Mercury Chief Executive Fraser Whineray said that the ongoing programme of investment in core assets, such as the refurbishment of Whakamaru and Aratiatia hydro stations contributed to the long-term sustainability of the business, while securing the country’s renewable energy advantage. The programme is being further advanced, with a $75 million modernisation project for Karapiro announced in January.

“We are now five of nine stations into a carefully prioritised programme of upgrades that secures Mercury’s ongoing operations for the long term, while delivering valuable capacity and efficiency improvements,” Mr Whineray said.

In the first quarter of the period, Mercury commissioned a grid-scale and grid-connected battery at its Penrose R&D centre, trialling automated trading of battery stored electricity. The trial discharged 285MWh back into the grid in the first quarter of operation.

DELIVERING CUSTOMER ADVOCACY

Mercury also advanced the ease by which customers can interact with the business through the successful launch of its Mercury Go app, which has already achieved more than 30,000 downloads.

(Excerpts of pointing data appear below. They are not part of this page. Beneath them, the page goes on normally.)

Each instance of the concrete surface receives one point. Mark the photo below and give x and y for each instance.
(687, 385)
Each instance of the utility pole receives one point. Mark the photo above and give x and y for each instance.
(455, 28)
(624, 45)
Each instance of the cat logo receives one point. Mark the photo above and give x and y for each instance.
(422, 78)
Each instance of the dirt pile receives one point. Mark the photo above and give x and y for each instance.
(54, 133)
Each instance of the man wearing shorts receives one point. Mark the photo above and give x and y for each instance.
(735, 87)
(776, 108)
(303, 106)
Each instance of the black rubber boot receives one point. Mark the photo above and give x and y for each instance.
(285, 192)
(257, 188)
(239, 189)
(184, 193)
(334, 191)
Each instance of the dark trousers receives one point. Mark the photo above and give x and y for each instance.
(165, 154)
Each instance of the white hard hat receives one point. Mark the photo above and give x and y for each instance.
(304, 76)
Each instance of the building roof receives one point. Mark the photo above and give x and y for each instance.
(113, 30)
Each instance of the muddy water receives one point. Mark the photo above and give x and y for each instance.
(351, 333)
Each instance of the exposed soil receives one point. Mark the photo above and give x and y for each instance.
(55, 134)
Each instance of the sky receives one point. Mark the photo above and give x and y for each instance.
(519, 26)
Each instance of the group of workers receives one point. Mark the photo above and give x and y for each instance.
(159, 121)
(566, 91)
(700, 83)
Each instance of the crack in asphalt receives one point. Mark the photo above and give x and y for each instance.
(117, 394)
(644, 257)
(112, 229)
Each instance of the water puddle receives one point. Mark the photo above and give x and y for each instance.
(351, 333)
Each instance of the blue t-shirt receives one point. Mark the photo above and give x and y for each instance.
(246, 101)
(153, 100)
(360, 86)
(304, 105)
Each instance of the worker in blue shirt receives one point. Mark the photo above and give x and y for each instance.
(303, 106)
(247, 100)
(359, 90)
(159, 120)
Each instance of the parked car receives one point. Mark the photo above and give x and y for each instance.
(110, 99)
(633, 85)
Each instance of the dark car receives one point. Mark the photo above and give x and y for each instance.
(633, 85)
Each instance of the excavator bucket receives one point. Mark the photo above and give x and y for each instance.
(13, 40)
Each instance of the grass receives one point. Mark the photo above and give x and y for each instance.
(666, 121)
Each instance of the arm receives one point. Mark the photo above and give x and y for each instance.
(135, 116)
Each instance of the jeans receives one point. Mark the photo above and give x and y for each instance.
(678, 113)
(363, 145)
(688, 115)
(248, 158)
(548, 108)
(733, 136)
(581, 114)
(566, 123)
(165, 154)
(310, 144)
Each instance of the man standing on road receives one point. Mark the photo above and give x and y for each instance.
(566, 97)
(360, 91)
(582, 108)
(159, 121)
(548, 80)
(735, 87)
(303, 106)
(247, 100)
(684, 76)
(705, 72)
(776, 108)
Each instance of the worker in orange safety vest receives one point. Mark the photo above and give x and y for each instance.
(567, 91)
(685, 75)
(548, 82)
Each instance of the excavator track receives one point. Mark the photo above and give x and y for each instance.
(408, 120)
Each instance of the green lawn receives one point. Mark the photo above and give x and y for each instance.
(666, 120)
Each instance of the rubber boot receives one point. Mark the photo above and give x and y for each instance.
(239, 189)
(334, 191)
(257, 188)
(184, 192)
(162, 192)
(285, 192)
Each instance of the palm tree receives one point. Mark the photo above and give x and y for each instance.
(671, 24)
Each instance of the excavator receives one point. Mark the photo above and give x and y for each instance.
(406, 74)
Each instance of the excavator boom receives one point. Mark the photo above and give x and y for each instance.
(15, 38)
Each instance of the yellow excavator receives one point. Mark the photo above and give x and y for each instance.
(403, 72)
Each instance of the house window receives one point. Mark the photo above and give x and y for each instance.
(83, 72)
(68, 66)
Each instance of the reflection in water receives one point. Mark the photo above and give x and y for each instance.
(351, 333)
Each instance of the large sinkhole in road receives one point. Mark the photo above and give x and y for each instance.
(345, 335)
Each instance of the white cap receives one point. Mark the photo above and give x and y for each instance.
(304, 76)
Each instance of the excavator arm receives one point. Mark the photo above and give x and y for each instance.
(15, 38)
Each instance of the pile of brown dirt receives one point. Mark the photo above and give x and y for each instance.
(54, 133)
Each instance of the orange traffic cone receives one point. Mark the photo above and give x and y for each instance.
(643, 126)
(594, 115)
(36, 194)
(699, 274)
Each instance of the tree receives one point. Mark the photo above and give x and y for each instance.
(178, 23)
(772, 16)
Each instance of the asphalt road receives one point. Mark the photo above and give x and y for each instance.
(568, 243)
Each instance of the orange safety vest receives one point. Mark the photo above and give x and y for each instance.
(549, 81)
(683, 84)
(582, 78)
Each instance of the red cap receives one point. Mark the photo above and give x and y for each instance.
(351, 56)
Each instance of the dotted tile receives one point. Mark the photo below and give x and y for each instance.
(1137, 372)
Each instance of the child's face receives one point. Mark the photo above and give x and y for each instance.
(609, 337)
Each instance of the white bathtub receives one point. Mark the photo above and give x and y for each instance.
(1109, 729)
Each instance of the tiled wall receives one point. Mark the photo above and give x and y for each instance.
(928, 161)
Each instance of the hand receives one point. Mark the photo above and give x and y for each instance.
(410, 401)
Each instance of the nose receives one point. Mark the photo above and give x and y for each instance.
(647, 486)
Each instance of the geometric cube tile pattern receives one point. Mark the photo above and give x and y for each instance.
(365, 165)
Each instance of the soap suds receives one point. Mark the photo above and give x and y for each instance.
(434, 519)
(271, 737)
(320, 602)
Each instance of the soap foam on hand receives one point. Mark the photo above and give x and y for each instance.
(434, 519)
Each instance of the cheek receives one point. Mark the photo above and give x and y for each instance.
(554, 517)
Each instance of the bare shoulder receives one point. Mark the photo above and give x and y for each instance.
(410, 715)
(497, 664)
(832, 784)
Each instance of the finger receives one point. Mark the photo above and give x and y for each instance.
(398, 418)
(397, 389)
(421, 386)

Mercury’s focus on customer value contributed to a reduction in customer numbers of 7,000 over the period but delivered a 4% lift in the net sales yield across the mass market segment. Mercury brand trader churn, where a customer changes retailer without moving house, at 7.4%, continues to be maintained at a rate lower than the market average (8.0%).

SPOT MARKET VOLATILITY

Mr Whineray noted that the sector experienced significant spot market volatility in the period, driven by an unusual alignment of factors including multiple unplanned disruptions in New Zealand’s natural gas sector and low hydro inflows across the country.

“For context, however, the spot market still did not reach the Electricity Authority’s stress test scenario of $250/MWh for a quarter. The Authority’s quarterly stress test is something that every electricity market participant’s board of directors is aware of, by design,” Mr Whineray said.

Importantly none of Mercury’s mass market customers were impacted by those spot market conditions.

Mr Whineray said there were still lessons, and opportunities for improvement in how the sector responds.

“We believe the electricity market would benefit from a much stronger disclosure regime from thermal generators concerning their fuel position and upstream gas and coal supplies, which would make it equivalent to the ability to monitor hydro positions (lake levels) which are available in real time.”

FY2019 GUIDANCE CONFIRMED

Mercury’s FY2019 EBITDAF guidance remains at $515 million with anticipated 4,150GWh of hydro generation, subject to any material events, significant one-off expenses or other unforeseeable circumstances including hydrological conditions.

FY2019 stay-in-business capital expenditure guidance remains at $95 million.

The full year ordinary dividend guidance remains at 15.5 cents per share, up 2.6% on FY2018. This would represent the 11th consecutive year of ordinary dividend growth.